OUR STRENGTH IS OUR PEOPLE

Train Kentucky Workers
The overarching challenge facing our state is to position Kentucky to succeed and prosper in the economy of the future. That means supporting our coal industry, expanding agricultural markets and rebuilding our manufacturing base, but it also means training and providing workers for the new occupations and entrepreneurial opportunities that are emerging in a rapidly transforming global economy.

Bridge the skills gap
Building a modern workforce is critical to growing Kentucky’s economy. Job creation and economic growth are stifled when Kentucky industries are unable to hire sufficiently trained workers. According to the National Skills Coalition, “In 2009, about 54 percent of Kentucky’s jobs were in middle-skill occupations. But only 45 percent of the state’s workers likely have the appropriate training for these jobs.”41 And by 2018, 54 percent of all Kentucky jobs will demand a level of training beyond high school.42 Instead of striving to advance our workforce, Mitch McConnell has blocked jobtraining programs for Kentucky. In March 2011, Mitch McConnell supported a budget that would have cut education and training by 53 percent,43 and he later voted for a continuing resolution that would have cut $47 million in job-training funds for Kentucky and cost our state nearly 10,000 jobs.44 Over the past decades, Mitch McConnell has repeatedly voted against expanding job-training programs.45 As a result, Mitch McConnell’s obstruction has done nothing to enhance the lives of hard-working men and women and only stifled expansion of Kentucky’s middle class. We must do more to bridge the skills gap in Kentucky. As Senator, I will work to help establish a national emphasis at the K-12 level on science, computer, math and engineering skills. I believe we also must encourage collaboration between community and technical colleges and industry, expanding apprenticeships and on-the-job training programs. We should provide incentives to companies to make job training available for workers interested in improving their skill sets.
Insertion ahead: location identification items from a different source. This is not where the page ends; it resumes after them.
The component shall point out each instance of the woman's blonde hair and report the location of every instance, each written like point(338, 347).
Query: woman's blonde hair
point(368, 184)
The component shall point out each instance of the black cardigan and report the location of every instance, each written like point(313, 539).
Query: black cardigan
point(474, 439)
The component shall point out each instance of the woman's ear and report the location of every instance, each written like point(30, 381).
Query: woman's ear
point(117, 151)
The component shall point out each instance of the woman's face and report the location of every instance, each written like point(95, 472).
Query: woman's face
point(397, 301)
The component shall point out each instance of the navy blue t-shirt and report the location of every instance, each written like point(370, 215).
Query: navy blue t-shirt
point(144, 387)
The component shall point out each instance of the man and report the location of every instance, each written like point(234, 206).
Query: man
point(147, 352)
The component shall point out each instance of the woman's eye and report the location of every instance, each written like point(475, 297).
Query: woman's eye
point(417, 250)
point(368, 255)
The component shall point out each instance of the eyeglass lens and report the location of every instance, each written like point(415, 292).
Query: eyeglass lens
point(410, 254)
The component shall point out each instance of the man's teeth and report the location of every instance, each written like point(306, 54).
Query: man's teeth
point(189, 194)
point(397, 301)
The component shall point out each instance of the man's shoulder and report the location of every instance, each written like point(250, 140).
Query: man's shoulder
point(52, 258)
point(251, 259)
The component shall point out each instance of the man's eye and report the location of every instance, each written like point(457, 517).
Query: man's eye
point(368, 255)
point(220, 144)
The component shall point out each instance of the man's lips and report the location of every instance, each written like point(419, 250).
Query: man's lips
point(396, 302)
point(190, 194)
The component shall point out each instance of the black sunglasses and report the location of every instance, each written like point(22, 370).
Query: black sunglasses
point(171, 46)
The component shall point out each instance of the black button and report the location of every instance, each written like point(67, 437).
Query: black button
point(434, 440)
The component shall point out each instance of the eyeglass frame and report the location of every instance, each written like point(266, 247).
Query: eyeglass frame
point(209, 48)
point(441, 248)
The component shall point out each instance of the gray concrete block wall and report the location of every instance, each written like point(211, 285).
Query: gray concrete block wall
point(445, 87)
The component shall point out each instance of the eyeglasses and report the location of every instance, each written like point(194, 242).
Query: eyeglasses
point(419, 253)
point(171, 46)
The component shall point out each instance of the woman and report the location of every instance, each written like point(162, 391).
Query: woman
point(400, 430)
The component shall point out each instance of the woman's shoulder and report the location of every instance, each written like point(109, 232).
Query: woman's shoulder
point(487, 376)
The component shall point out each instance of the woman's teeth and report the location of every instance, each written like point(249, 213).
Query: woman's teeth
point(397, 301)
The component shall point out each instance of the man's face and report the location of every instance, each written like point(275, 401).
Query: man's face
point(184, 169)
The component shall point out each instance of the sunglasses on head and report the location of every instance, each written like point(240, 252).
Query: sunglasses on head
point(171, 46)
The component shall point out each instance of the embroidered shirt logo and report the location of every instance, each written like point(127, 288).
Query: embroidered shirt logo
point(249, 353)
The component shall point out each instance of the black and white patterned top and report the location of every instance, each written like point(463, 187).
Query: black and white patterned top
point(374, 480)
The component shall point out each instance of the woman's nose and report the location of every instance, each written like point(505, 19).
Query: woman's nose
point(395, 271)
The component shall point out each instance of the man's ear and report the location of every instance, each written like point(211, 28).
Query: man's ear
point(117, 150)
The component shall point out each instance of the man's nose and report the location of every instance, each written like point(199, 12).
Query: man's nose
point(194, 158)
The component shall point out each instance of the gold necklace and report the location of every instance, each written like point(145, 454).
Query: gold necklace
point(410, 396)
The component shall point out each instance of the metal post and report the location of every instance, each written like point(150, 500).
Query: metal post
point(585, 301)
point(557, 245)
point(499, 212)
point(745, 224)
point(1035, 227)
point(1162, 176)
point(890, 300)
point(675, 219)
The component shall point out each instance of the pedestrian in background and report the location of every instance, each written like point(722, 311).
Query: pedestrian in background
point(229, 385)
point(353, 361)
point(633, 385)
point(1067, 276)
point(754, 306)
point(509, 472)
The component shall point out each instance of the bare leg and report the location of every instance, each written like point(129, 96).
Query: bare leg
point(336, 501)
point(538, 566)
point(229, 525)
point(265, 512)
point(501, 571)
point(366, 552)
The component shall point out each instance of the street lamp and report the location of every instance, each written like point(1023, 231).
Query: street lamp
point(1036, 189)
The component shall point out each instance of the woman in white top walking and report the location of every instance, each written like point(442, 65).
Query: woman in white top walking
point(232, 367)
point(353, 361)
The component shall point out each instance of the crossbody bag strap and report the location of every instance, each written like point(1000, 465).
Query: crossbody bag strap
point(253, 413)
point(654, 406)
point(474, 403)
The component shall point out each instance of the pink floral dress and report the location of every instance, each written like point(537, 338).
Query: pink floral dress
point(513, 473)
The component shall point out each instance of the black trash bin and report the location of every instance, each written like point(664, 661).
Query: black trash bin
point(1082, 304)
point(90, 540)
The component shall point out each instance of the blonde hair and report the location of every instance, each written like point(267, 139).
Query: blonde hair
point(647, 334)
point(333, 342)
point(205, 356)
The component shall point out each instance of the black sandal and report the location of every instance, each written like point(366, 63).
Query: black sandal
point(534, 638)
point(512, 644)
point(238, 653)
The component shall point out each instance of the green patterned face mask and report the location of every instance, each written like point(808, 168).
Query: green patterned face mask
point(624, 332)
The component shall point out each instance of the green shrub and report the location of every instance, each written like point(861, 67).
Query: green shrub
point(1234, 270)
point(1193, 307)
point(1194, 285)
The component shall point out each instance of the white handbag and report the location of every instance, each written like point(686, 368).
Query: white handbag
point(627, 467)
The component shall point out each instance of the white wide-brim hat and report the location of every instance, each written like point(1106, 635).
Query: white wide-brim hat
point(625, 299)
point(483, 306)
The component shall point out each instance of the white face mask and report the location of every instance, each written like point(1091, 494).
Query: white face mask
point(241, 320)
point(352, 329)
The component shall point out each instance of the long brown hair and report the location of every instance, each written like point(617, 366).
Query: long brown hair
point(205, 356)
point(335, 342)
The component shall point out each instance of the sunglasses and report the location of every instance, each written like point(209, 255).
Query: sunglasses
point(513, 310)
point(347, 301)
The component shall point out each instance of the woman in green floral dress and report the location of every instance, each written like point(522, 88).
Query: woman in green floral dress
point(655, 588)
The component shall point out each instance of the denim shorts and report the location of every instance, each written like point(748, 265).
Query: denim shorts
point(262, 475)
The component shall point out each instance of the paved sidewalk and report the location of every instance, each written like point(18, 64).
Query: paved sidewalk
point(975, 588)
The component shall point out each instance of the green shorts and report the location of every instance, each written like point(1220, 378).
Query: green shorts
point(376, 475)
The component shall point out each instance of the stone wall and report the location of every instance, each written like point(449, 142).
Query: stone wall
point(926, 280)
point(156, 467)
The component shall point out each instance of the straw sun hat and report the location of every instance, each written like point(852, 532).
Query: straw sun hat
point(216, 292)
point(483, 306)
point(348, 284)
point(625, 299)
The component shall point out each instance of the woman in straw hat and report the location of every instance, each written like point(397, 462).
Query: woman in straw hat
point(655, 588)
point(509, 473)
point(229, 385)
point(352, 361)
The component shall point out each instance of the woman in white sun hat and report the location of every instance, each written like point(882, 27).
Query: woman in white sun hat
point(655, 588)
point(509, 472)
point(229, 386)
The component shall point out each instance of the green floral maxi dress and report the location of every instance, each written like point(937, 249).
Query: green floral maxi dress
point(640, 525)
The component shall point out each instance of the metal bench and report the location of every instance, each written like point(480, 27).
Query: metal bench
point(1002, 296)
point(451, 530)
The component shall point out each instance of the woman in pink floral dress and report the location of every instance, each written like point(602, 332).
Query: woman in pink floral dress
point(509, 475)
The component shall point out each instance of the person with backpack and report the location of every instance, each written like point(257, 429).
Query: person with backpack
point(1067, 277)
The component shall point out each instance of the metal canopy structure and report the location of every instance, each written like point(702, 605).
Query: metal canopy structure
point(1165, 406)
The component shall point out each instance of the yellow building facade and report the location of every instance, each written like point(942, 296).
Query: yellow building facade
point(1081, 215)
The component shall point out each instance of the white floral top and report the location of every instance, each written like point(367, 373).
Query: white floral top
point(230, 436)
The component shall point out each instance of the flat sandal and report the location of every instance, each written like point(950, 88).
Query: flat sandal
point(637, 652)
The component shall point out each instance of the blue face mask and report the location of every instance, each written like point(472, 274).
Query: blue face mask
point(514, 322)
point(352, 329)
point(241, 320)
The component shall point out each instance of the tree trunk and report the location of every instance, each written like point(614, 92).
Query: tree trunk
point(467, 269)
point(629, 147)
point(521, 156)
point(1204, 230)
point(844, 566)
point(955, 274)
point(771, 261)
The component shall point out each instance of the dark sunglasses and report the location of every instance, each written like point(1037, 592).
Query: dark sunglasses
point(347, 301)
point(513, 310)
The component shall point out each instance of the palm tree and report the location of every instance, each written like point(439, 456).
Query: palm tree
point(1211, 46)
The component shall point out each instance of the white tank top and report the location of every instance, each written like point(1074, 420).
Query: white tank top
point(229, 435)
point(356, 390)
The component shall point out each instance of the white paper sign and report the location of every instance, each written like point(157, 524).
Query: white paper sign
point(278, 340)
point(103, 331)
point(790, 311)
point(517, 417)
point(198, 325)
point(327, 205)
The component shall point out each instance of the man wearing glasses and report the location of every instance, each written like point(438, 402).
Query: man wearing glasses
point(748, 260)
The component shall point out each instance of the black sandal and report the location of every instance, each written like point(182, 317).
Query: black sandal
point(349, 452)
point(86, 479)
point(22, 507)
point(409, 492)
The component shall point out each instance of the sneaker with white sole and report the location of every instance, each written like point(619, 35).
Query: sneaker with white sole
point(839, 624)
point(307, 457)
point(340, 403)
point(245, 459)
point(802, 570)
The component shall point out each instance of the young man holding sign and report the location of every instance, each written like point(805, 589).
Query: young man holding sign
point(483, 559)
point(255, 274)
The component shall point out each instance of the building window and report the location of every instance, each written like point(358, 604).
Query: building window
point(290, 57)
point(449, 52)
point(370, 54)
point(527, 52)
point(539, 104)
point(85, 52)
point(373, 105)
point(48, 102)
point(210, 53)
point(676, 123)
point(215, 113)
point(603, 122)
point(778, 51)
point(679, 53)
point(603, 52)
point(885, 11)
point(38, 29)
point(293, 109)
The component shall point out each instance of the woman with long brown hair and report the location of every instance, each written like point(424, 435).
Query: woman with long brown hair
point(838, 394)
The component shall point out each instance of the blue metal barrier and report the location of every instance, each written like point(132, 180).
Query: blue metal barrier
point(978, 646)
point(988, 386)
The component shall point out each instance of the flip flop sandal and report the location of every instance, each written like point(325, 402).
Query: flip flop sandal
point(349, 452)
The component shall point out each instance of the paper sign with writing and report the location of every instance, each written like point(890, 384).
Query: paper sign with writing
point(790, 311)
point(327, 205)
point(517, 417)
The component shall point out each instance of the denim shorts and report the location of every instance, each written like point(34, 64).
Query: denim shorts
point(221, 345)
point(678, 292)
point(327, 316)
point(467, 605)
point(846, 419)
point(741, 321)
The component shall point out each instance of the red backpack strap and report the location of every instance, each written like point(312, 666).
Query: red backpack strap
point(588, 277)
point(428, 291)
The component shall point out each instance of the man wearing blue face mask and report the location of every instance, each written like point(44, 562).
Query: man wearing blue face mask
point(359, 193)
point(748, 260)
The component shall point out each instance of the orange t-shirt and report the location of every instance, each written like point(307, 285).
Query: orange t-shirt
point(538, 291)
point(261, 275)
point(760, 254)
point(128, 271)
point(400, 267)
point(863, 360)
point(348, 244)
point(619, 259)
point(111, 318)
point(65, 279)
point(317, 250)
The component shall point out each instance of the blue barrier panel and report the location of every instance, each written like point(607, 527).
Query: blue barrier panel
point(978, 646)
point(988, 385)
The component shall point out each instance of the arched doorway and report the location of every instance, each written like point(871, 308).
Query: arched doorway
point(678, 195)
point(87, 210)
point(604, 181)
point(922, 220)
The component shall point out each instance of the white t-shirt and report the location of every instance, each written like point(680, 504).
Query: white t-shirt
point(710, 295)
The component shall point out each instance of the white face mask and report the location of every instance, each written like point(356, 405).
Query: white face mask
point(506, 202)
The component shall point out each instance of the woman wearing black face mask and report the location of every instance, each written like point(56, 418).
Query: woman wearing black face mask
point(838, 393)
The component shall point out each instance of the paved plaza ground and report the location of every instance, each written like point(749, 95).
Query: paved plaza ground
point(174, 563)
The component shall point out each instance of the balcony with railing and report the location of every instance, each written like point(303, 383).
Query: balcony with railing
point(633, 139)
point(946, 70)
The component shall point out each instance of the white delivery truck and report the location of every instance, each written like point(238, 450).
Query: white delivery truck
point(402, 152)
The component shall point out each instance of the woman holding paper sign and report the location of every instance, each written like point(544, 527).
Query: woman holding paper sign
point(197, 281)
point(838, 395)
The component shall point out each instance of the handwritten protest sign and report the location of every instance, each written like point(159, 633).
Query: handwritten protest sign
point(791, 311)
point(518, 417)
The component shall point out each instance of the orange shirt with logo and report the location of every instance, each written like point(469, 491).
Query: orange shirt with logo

Prepare Kentucky workers for the jobs of tomorrow
It is vitally important that all of Kentucky have access to quality Internet access. I will tirelessly fight for federal and business help to bring broadband expansion to rural areas and lure groundbreaking high-bandwidth service to our cities. Broadband, connectivity and computer science – these are topics that no Kentucky leader can talk about enough. Mitch McConnell has been missing in action in this fight. I will be on the front lines. Technology can also be used to create more urban and regional one-stop job centers that align training with available jobs by providing job seekers and job counselors with the information and tools they need. Government and business can be partners in these enterprises to ensure that workers are being trained for jobs that employers need to fill. Community and technical colleges should also receive financial assistance to offer courses that help laid-off and unemployed workers, including former coal miners, to develop skills aligned with what employers need.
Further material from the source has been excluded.